A/N Before all the comments pour in, the punctuation errors in the speech are intentional. I hope you'll forgive me when you realise who it is.


He'd never forgive himself. She'd put her trust, her life in his hands. And what had he done?

He'd closed the door.


He now wakes up in the middle of the night, reeling from nightmares. He can't breathe some nights, others – in his panic – he can't see. Sometimes he rolls back over and tries to go back to sleep, but he's not usually successful. Those nights, and the nights he doesn't even bother – like tonight – he gets up.

He wanders the hallways, letting the TARDIS take him where she wants. He knows how she feels on the matter; sometimes every corridor leads to Rose's room.

She'd picked it out herself. When he took her hand and led her back to the ship, both of them still reeling from the events on Platform One, he'd told her to 'find her room'. With some help from the TARDIS, this had been it. Hers.

Tonight he's actually standing there by choice, waiting outside the door like he's waiting for an invitation to come in. He's never going to get one.

He's too tired to stand anymore so he sits, back against the opposite wall, looking at the closed door in front of him.

You're tormenting yourself the voice in his head says. He knows it's his understanding with the ship.

"So?" he says out loud.

Stop it

"Why?"

You did what you had to be done. One life to save millions

"Her life."

What makes her special? Better than the rest? Why is her life more important than the ones saved

"It was my choice..."

That's what hurts him the most. He made a choice and chose to leave her to die. Nineteen years old, in his care, and he'd made that choice.

I know you love her

He smiles. After all this time, she knows how to get him.

It's OK

"No, it's not," he replies. "A kid..."

Somewhere deep in the ship, something bangs. Loudly.DO NOT CALL HER A KID

He's learned not to piss his ship off so he immediately apologises. "That's not what I meant. She... I..."

The word you are looking for is young

"Exactly."

She spoke with me

"I never knew."

You don't know everything

"Apparently not."

She made her choice willingly. She wanted to be here

"I should never have invited her."

Why

"You have to ask?"

You would wish away all the good to get rid of the bad

"I'd rather nothing than this."

It'll pass

He doesn't reply. He doesn't want to give voice to the fact that he doesn't want it to pass. He never wants to forget what he did to Rose Tyler. He never wants to forget that he made a choice, closed that door. The consequences sit firmly on his shoulders and he wants it to stay that way.

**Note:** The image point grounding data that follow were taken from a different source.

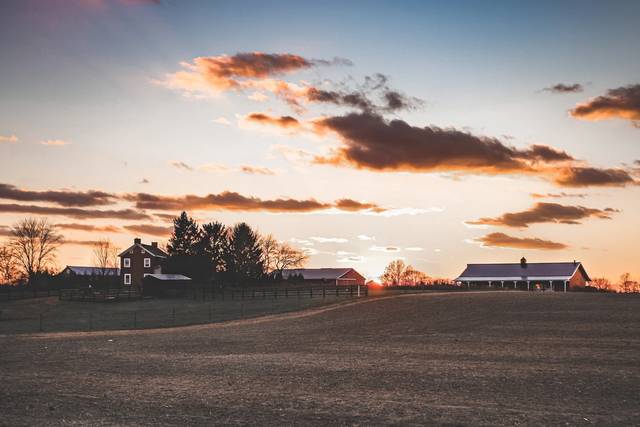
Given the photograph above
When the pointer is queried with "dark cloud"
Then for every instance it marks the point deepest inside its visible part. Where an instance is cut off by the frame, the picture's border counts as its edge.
(372, 142)
(230, 201)
(586, 176)
(559, 195)
(61, 197)
(505, 241)
(564, 88)
(150, 229)
(90, 228)
(124, 214)
(546, 212)
(621, 103)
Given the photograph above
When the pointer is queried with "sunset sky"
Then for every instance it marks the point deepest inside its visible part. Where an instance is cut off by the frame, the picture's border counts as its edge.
(442, 133)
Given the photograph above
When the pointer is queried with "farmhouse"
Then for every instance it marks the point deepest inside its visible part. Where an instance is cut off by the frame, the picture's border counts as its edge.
(334, 276)
(140, 260)
(557, 276)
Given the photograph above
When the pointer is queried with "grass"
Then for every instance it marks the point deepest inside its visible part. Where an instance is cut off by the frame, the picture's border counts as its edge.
(492, 358)
(48, 314)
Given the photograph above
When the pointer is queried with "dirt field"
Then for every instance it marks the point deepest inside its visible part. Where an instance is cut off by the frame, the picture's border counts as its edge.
(465, 358)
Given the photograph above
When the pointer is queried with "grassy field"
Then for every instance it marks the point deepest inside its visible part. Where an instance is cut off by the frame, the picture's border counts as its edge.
(49, 314)
(500, 358)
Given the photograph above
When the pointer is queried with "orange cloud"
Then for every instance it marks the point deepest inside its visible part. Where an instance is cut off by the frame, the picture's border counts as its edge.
(546, 213)
(621, 103)
(505, 241)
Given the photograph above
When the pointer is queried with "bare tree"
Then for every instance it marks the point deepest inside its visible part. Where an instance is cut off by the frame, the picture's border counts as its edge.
(35, 243)
(625, 284)
(393, 272)
(105, 255)
(602, 284)
(8, 265)
(287, 256)
(278, 256)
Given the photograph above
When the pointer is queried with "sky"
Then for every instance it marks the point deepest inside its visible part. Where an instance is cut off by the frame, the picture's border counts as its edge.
(440, 133)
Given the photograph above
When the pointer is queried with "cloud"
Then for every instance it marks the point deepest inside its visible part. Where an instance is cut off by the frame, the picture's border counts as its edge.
(252, 70)
(181, 165)
(232, 201)
(90, 228)
(54, 142)
(587, 176)
(284, 122)
(620, 103)
(8, 139)
(329, 239)
(77, 213)
(505, 241)
(222, 121)
(559, 195)
(371, 142)
(356, 258)
(150, 230)
(387, 249)
(60, 197)
(256, 170)
(546, 213)
(564, 88)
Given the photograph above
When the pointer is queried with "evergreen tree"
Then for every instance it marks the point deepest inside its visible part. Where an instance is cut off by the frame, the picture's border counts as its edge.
(213, 245)
(244, 255)
(185, 236)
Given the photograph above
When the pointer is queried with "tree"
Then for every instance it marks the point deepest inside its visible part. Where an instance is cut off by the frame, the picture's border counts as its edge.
(392, 275)
(278, 256)
(244, 256)
(35, 243)
(602, 283)
(105, 255)
(213, 243)
(625, 284)
(185, 237)
(8, 265)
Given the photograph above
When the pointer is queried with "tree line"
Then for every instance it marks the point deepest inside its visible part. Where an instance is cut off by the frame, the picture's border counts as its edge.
(238, 254)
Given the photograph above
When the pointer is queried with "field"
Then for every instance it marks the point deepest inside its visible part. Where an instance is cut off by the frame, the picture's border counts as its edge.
(492, 358)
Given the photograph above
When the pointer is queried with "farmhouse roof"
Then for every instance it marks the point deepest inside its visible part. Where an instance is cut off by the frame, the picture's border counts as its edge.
(519, 271)
(151, 249)
(91, 271)
(166, 277)
(317, 273)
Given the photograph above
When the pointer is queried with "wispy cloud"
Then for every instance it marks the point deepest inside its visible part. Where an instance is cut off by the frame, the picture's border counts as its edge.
(546, 213)
(505, 241)
(8, 139)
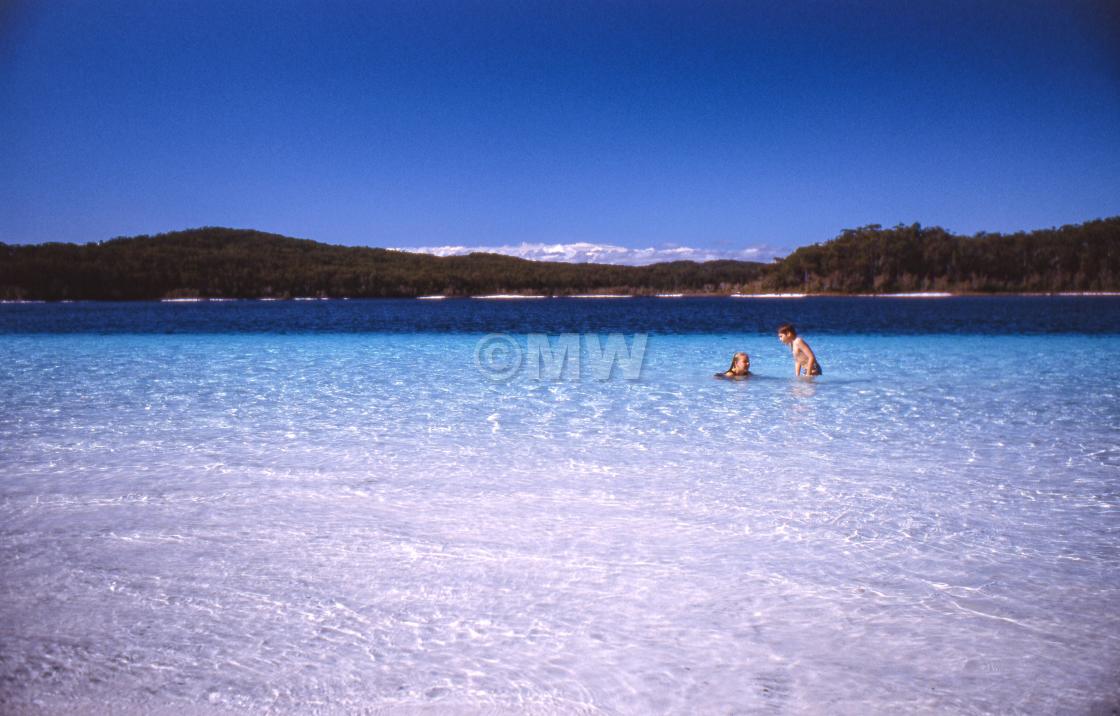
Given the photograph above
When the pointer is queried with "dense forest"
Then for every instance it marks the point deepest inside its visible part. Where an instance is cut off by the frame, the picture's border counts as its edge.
(1078, 258)
(241, 263)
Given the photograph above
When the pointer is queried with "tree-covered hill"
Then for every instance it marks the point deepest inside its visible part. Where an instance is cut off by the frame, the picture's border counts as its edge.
(1079, 258)
(242, 263)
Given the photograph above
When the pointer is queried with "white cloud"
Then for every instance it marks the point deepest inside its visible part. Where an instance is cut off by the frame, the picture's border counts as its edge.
(605, 253)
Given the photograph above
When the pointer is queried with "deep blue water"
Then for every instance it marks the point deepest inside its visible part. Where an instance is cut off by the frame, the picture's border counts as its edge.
(327, 507)
(960, 315)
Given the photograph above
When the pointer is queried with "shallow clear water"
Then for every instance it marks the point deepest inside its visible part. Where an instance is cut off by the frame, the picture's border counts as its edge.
(334, 520)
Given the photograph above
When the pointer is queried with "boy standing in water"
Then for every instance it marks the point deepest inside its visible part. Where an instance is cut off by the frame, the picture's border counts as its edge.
(803, 356)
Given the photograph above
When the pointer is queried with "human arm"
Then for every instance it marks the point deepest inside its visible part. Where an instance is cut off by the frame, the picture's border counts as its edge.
(805, 356)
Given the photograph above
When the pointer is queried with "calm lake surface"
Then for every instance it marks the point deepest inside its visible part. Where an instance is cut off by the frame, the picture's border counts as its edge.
(328, 507)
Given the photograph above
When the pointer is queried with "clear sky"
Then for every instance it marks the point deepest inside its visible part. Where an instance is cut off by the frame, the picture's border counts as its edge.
(719, 126)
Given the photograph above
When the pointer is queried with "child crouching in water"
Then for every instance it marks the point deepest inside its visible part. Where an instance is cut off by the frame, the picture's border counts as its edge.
(803, 356)
(740, 366)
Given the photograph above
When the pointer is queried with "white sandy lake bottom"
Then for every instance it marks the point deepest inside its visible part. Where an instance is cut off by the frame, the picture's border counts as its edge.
(336, 523)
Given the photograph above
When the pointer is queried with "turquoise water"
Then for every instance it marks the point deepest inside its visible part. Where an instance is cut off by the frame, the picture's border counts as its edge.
(342, 520)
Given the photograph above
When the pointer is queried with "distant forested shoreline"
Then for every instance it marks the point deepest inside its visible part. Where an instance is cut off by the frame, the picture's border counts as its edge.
(215, 262)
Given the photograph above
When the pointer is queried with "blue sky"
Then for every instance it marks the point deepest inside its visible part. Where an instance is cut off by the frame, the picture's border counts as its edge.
(716, 126)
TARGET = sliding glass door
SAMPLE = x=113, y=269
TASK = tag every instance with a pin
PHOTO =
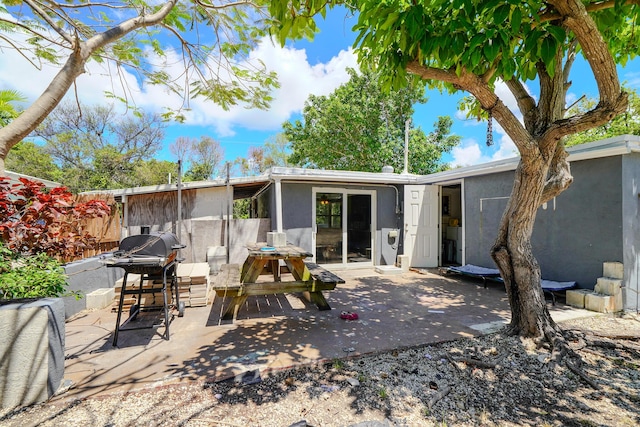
x=344, y=220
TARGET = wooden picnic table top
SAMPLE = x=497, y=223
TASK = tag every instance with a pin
x=262, y=250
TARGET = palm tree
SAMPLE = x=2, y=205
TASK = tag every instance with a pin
x=8, y=111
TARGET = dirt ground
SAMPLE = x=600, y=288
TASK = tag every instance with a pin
x=484, y=381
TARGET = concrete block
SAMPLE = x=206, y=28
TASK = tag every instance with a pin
x=615, y=270
x=576, y=297
x=599, y=303
x=388, y=270
x=216, y=256
x=608, y=286
x=31, y=351
x=403, y=262
x=100, y=298
x=276, y=239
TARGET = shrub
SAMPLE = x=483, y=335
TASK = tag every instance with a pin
x=35, y=220
x=40, y=228
x=31, y=276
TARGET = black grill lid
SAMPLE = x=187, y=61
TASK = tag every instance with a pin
x=160, y=244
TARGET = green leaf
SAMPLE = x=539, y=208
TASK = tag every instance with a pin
x=548, y=49
x=516, y=19
x=491, y=50
x=501, y=13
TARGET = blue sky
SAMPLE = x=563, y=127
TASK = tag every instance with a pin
x=304, y=68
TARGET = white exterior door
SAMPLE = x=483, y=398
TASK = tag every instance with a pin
x=421, y=225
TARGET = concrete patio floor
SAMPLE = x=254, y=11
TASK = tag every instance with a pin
x=278, y=332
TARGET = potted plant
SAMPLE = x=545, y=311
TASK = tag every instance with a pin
x=40, y=228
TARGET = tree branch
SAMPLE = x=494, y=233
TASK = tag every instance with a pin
x=227, y=5
x=559, y=177
x=595, y=48
x=38, y=11
x=30, y=118
x=552, y=15
x=526, y=102
x=487, y=99
x=601, y=114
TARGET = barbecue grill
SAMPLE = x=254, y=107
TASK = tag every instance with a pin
x=154, y=257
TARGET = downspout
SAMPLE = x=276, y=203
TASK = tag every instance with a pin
x=229, y=202
x=179, y=222
x=278, y=185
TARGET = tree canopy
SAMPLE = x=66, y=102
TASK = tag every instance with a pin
x=466, y=45
x=274, y=152
x=203, y=157
x=94, y=147
x=627, y=123
x=361, y=127
x=210, y=40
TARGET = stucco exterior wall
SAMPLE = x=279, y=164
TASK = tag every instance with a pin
x=573, y=235
x=297, y=212
x=631, y=229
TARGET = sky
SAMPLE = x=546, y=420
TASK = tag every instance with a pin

He's moping – and well aware of it – but he doesn't care.


He sits by her door, almost watch, vigil, until morning. Not that night or morning really meant anything. He'd done it for her. Set up a definite night to give her a sense of normality. Morning was when the lights were raised and everything began as it had before. Like nothing had changed. The Doctor picks himself up and walks away, knowing that everything is different.

At various points in the day he thinks over what the ship had told him. She knew that he was in love. He wonders if Rose knew how much. He almost hopes that she didn't. When he left her to die with the Dalek he hopes that she didn't know that he loved her, because then she would have known that he still made a choice to leave her there. He hopes she understood his reasons and that she didn't hate him when the door pulled to. Besides, he hates himself enough for the pair of them.

He looks at the console, wondering what the day will bring.

He just can't work up the energy to care anymore.